Revision history for this message
Rafael David Tinoco (rafaeldtinoco) wrote : Re: 3.11 memory consumption leads to HANG (not sure if 3.13 suffers from this).

For the kmem_cache_alloc problem I found a really promising fix saying that the commit:

""""
commit ba5bb147330a8737b6b5a812cc774c79c070704b
Author: Al Viro <email address hidden>
Date: Thu Mar 21 02:21:19 2013 -0400

pipe: take allocation and freeing of pipe_inode_info out of ->i_mutex
""""

present from tags v3.10 to today....

caused a use-after-free problem on VERY rare occasions (maybe until your workload was discovered). This problem really looks like the problem we are having here and is fixed by the following commit:

""""
commit b0d8d2292160bb63de1972361ebed100c64b5b37
Author: Linus Torvalds <email address hidden>
Date: Mon Dec 2 09:44:51 2013 -0800

vfs: fix subtle use-after-free of pipe_inode_info

The pipe code was trying (and failing) to be very careful about freeing
the pipe info only after the last access, with a pattern like:

spin_lock(&inode->i_lock);
if (!--pipe->files) {
inode->i_pipe = NULL;
kill = 1;
}
spin_unlock(&inode->i_lock);
__pipe_unlock(pipe);
if (kill)
free_pipe_info(pipe);

where the final freeing is done last.

HOWEVER. The above is actually broken, because while the freeing is
done at the end, if we have two racing processes releasing the pipe
inode info, the one that *doesn't* free it will decrement the ->files
count, and unlock the inode i_lock, but then still use the
"pipe_inode_info" afterwards when it does the "__pipe_unlock(pipe)".

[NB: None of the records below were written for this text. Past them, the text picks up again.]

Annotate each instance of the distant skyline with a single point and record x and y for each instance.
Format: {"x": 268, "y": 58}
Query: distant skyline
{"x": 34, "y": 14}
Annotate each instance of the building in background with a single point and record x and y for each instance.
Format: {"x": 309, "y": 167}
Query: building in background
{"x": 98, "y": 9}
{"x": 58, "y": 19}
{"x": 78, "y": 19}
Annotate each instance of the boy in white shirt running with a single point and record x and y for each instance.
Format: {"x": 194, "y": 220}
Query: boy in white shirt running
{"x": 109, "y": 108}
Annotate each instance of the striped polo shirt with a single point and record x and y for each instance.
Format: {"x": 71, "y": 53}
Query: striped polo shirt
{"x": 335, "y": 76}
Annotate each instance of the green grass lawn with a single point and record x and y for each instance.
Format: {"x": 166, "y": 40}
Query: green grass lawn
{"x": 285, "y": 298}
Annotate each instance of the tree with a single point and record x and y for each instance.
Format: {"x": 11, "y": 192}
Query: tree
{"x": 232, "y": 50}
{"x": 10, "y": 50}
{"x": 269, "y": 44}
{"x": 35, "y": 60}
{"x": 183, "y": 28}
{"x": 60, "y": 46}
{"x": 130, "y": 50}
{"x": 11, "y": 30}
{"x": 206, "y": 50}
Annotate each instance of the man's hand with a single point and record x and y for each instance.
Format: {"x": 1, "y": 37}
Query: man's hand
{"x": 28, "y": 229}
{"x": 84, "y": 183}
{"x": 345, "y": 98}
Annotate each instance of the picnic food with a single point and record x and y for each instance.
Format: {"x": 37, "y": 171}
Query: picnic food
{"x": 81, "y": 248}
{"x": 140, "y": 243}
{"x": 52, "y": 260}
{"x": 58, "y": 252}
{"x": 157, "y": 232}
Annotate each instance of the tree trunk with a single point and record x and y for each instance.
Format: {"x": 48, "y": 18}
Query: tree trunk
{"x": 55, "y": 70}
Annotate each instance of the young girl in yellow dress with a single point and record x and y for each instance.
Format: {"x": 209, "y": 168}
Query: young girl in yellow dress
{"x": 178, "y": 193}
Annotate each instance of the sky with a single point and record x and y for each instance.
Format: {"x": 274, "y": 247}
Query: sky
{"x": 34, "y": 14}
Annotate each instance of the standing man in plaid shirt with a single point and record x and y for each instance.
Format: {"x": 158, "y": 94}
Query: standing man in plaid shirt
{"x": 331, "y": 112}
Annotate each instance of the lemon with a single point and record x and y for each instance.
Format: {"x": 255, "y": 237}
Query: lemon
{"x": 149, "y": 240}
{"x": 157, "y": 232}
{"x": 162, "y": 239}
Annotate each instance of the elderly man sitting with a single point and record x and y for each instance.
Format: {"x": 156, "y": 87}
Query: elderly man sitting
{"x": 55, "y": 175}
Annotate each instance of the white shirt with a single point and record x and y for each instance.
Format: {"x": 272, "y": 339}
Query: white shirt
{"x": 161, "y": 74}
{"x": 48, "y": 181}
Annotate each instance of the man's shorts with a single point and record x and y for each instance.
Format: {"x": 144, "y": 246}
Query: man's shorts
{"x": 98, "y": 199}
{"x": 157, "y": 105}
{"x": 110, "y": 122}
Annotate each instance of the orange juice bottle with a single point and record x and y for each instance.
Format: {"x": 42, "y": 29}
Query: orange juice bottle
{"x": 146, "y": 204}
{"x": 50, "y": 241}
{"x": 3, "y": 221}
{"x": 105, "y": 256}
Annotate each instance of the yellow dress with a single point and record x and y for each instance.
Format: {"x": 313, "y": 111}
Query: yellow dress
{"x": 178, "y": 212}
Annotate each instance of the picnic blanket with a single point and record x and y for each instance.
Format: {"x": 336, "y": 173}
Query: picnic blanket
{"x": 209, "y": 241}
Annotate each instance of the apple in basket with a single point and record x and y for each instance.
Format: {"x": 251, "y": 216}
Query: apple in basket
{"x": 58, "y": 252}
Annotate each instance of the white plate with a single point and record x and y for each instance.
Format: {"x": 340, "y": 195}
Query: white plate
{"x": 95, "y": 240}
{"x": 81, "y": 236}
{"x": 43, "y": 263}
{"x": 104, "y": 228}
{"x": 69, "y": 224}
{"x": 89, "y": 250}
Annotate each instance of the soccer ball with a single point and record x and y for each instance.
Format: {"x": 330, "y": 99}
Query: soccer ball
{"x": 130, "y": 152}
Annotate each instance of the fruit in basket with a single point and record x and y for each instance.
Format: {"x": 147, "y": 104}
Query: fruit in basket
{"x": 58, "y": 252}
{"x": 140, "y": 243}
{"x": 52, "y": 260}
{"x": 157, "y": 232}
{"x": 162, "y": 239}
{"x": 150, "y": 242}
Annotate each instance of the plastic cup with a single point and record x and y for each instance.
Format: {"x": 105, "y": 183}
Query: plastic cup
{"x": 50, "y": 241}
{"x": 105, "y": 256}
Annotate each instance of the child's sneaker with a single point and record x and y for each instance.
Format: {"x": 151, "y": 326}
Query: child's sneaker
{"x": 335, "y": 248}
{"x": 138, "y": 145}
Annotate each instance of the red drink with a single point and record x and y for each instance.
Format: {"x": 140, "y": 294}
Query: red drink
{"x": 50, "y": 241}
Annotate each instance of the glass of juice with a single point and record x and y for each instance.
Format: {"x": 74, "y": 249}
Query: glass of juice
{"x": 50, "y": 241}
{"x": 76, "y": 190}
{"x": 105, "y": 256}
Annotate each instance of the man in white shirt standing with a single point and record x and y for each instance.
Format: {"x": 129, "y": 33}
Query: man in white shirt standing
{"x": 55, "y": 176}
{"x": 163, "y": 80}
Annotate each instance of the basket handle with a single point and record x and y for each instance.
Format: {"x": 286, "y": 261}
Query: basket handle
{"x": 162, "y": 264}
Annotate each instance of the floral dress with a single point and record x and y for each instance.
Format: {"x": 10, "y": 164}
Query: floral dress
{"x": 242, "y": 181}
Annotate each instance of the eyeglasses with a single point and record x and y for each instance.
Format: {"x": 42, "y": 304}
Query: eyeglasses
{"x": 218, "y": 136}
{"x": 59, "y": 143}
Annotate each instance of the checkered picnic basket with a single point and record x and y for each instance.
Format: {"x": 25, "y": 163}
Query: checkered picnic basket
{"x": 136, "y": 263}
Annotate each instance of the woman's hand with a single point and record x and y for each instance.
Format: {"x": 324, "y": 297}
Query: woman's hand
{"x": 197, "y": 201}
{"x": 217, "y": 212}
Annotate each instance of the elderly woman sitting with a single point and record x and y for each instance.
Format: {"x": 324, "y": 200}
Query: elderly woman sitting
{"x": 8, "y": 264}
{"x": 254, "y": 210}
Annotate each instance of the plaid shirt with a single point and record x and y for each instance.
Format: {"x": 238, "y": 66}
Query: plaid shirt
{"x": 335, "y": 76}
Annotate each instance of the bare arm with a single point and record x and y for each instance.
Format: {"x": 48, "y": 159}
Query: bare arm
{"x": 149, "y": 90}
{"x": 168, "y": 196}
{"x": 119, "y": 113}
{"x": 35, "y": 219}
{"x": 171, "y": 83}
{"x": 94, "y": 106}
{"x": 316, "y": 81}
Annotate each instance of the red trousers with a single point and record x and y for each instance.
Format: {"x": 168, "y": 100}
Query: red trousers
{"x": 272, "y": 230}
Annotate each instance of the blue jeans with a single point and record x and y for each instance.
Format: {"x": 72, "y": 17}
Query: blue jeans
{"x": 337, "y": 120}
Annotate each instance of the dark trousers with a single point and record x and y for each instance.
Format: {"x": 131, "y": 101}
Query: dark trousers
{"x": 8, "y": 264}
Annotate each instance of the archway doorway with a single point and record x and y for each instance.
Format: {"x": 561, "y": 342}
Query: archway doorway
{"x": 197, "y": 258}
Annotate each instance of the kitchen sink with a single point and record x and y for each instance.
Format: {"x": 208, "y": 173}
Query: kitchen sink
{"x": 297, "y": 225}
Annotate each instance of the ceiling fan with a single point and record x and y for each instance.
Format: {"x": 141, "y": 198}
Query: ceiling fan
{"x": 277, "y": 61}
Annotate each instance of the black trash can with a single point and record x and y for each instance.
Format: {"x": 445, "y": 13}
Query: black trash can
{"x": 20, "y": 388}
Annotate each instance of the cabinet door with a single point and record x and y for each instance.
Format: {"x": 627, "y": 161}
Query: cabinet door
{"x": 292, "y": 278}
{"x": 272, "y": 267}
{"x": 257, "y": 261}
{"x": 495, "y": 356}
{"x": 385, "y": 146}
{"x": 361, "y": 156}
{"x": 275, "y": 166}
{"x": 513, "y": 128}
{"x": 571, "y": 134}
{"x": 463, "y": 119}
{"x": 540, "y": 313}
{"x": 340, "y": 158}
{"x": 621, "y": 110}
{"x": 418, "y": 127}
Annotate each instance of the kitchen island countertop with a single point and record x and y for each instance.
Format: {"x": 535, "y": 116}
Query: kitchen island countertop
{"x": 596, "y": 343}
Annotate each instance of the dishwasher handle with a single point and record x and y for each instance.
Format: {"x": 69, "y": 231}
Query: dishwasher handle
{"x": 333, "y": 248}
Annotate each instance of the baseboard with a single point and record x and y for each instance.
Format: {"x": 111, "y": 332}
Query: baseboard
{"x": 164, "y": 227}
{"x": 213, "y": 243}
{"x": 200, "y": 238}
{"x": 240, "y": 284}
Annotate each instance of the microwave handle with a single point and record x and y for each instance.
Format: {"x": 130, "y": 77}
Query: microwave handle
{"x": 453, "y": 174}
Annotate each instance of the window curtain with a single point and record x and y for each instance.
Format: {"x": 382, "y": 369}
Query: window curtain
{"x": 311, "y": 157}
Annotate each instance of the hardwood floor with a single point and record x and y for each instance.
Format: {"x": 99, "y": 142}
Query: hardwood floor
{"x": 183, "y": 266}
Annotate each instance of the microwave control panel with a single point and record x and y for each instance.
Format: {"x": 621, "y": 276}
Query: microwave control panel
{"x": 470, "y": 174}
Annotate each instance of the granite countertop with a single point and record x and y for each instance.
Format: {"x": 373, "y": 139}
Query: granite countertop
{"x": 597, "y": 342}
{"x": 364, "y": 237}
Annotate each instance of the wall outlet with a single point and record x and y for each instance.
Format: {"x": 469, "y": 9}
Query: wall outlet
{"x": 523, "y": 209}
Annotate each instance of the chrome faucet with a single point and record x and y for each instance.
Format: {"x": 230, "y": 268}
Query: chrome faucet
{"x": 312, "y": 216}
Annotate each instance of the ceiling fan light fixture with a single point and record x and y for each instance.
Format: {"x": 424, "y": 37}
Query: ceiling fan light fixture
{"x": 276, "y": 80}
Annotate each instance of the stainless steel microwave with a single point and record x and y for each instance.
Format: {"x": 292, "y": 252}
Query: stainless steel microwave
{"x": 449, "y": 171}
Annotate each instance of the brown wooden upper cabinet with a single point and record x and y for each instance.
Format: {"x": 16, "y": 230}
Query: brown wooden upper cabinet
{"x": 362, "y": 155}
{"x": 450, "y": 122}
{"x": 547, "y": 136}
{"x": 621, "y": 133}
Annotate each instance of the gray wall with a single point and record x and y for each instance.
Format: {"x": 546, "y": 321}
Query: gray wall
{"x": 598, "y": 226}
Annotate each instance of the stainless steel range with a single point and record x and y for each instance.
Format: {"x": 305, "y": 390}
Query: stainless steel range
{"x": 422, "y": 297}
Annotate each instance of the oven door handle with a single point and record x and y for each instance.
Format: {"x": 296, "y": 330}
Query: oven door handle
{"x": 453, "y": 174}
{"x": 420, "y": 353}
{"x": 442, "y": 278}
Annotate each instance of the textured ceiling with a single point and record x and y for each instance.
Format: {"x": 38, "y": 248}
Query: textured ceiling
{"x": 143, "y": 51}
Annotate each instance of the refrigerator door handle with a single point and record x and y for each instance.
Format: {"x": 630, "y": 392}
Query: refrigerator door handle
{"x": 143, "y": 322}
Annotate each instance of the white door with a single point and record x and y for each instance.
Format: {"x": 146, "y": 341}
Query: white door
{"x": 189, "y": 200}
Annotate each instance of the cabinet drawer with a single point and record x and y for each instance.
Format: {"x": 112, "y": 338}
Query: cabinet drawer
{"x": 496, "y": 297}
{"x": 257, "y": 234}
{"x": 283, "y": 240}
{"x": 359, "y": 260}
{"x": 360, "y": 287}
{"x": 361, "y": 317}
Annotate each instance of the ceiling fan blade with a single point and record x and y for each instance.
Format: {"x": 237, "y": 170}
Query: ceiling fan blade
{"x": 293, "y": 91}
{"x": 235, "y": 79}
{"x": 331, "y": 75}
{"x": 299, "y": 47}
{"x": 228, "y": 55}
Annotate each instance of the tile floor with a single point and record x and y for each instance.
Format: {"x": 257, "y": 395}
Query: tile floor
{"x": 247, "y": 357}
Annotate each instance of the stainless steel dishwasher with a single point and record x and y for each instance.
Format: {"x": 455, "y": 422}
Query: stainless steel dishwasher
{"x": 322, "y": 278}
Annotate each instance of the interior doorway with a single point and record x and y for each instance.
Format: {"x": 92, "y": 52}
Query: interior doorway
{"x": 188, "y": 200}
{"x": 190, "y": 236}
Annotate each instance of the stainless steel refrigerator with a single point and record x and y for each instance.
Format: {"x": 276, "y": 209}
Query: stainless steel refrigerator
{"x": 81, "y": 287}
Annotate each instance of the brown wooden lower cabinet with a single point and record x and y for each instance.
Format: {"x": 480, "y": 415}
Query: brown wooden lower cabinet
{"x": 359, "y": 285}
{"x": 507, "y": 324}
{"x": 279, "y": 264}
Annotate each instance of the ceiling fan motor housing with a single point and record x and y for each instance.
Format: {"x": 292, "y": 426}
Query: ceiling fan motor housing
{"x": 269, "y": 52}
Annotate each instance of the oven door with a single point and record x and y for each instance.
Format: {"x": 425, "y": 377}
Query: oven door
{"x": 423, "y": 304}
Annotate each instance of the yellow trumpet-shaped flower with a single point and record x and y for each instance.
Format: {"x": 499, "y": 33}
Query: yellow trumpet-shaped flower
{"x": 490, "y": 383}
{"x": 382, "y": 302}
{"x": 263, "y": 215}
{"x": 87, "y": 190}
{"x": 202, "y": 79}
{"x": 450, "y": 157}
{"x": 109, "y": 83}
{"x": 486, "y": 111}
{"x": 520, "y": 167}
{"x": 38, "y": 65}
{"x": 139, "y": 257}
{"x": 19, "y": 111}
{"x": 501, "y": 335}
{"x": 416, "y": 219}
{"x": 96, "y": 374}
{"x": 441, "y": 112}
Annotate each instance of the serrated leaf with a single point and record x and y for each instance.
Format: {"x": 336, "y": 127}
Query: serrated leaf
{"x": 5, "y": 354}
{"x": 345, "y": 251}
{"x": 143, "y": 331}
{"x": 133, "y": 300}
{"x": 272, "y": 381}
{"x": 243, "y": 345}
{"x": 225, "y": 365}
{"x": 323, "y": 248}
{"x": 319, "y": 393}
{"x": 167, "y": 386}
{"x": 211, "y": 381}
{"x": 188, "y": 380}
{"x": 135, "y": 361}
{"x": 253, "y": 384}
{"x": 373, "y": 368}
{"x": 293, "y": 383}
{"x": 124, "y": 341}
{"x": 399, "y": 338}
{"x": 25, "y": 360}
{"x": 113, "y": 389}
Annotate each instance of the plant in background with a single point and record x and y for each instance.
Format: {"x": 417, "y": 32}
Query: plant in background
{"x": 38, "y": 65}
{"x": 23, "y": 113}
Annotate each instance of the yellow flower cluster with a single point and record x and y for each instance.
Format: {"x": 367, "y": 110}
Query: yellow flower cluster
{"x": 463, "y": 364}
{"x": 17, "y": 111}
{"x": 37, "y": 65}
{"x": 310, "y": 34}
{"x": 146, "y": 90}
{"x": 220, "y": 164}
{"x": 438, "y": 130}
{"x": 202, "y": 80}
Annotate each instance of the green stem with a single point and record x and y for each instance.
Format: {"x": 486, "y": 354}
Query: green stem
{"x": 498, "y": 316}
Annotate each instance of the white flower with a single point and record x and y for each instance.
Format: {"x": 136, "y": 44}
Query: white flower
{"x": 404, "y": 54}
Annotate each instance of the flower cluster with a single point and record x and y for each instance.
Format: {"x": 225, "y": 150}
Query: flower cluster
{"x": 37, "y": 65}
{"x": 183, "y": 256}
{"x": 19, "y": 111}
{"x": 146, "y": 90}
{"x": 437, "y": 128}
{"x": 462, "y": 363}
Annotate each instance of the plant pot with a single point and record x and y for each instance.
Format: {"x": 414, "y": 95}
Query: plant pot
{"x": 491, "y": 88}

This is *very* hard to trigger in practice, since the race window is
very small, and adding debug options seems to just hide it by slowing
things down.

Simon originally reported this way back in July as an Oops in
kmem_cache_allocate due to a single bit corruption (due to the final
"spin_unlock(pipe->mutex.wait_lock)" incrementing a field in a different
allocation that had re-used the free'd pipe-info), it's taken this long
to figure out.

Since the 'pipe->files' accesses aren't even protected by the pipe lock
(we very much use the inode lock for that), the simple solution is to
just drop the pipe lock early. And since there were two users of this
pattern, create a helper function for it.

Introduced commit ba5bb147330a ("pipe: take allocation and freeing of
pipe_inode_info out of ->i_mutex").

Reported-by: Simon Kirby <email address hidden>
Reported-by: Ian Applegate <email address hidden>
Acked-by: Al Viro <email address hidden>
Cc: <email address hidden> # v3.10+
Signed-off-by: Linus Torvalds <email address hidden>
""""

The fix is contained in the following tags:

inaddy@inerddy:/bugs/kernel/upstream$ git tag --contains b0d8d2292160bb63de1972361ebed100c64b5b37
v3.13
v3.13-rc3
v3.13-rc4
v3.13-rc5
v3.13-rc6
v3.13-rc7
v3.13-rc8
v3.14
v3.14-rc1
v3.14-rc2

And v3.13 might not suffer from this issue.